“We made strides, though, as a program — individually and collectively. We are taking another step forward and hopefully, that will be to win and hoist the Vanier Cup at the end of the season.”
For graduating players like fifth-year receiver Colton Klassen, it was close to being the ultimate finish to an amazing chapter in their lives as a member of the Huskie football program.
But even though they weren’t able to win the last game of the season, Klassen already sees the big picture, knowing his years as a Huskie will mean so much more than wins and losses with each passing year of his life.
“You know it’s something that I will definitely tell all the guys when we meet together — to just enjoy the ride,” Klassen said.
“You are going to be friends for life here. I have been lucky enough to play with six years worth of guys so I have made a lot of brothers over the years.”
For the most part, the Huskie’s starters on offence will be returning, and that is exciting considering they averaged over 36 points a game this season.
“I am happy with the way that we fought.
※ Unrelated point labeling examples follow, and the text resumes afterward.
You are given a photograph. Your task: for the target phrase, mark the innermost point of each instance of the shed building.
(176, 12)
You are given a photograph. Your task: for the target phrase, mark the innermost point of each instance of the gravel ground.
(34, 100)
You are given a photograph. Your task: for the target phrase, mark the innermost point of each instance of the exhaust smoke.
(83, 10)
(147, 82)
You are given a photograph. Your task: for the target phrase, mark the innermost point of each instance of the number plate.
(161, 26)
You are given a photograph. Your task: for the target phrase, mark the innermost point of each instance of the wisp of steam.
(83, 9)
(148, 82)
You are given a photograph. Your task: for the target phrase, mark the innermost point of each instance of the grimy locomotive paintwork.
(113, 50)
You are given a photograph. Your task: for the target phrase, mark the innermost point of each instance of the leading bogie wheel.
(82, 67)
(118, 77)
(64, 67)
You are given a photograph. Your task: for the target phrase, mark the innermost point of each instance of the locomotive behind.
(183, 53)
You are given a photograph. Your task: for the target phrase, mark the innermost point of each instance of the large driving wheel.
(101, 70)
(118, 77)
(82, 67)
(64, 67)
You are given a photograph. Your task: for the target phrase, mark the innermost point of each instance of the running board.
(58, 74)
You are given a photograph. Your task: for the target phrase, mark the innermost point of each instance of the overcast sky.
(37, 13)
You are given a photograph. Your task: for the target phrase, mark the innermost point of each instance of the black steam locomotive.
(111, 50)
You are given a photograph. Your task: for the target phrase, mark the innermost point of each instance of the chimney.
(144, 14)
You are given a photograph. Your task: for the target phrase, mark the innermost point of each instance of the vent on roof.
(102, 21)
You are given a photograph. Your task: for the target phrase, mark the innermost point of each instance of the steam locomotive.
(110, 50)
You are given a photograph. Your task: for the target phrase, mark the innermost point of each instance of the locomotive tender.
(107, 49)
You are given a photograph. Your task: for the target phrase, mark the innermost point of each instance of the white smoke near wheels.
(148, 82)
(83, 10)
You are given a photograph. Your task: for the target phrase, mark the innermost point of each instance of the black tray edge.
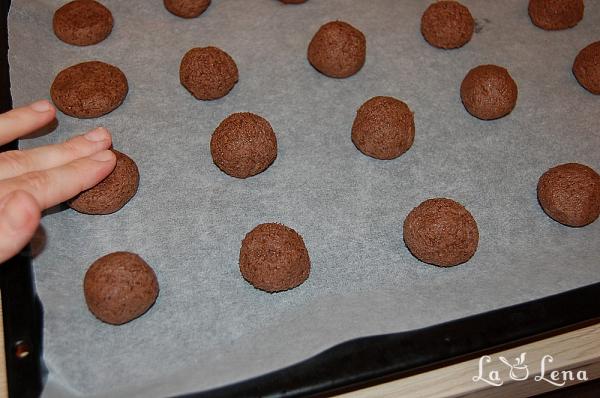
(347, 365)
(374, 359)
(21, 309)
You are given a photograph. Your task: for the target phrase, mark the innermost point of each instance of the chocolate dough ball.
(208, 73)
(119, 287)
(586, 68)
(570, 194)
(447, 24)
(384, 128)
(82, 22)
(243, 145)
(273, 258)
(187, 8)
(441, 232)
(337, 50)
(112, 193)
(555, 14)
(89, 89)
(488, 92)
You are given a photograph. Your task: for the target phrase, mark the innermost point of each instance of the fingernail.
(102, 156)
(13, 214)
(96, 135)
(41, 106)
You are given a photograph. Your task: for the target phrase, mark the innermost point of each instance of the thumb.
(19, 218)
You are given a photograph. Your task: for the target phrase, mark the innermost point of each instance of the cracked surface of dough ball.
(441, 232)
(337, 50)
(447, 24)
(570, 194)
(489, 92)
(120, 287)
(273, 258)
(384, 128)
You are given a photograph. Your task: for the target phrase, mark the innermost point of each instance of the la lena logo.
(519, 371)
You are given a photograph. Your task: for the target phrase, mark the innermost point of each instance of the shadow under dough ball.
(208, 73)
(243, 145)
(88, 90)
(570, 194)
(441, 232)
(555, 14)
(120, 287)
(82, 22)
(112, 193)
(447, 24)
(488, 92)
(384, 128)
(274, 258)
(337, 49)
(586, 68)
(187, 8)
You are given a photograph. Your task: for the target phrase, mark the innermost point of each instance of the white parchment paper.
(209, 327)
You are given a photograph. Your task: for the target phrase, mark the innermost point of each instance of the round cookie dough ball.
(119, 287)
(112, 193)
(89, 89)
(243, 145)
(82, 22)
(488, 92)
(555, 14)
(384, 128)
(274, 258)
(586, 68)
(441, 232)
(338, 49)
(570, 194)
(208, 73)
(447, 24)
(187, 8)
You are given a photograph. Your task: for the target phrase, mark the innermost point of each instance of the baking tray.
(353, 363)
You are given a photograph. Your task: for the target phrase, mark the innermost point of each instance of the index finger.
(53, 186)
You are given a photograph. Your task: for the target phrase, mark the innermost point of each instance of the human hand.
(35, 179)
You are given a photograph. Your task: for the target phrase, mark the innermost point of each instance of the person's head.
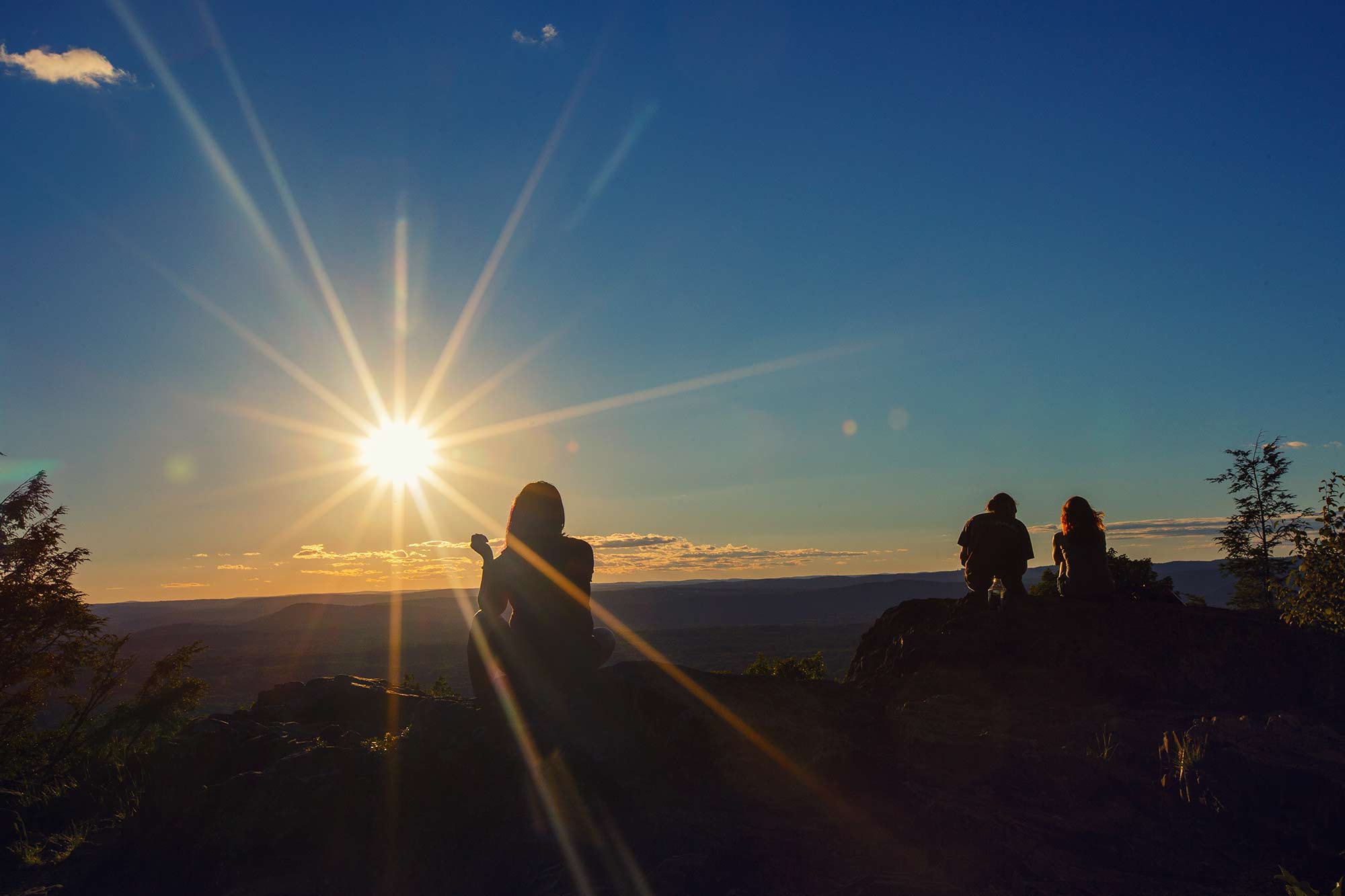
(537, 514)
(1078, 517)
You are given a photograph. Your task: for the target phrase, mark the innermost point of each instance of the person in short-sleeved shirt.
(996, 544)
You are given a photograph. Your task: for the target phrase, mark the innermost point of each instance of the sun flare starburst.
(399, 452)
We showed a lot of resilience,” said quarterback Mason Nyhus.
Nyhus said that the team was led by “a high character group” of fifth-year players, and that he was “proud of the team and how they fought all year, but obviously disappointed a little bit.”
On defence, the Huskies lose only one starter, which could be bad news for the offences in the Canada West.
“It was a great season,” said Huskies first-year linebacker Nick Wiebe.
“Running through the Hardy (Cup) and then getting a huge win in the Uteck — that was monumental for our program. I really think we had an awesome year, but it’s tough to look back on the year when you don’t win the last one.”
Flory said the loss to the Mustangs was hard.
“It comes down to a handful of plays, but having been through it, we will be better in the future,” he said.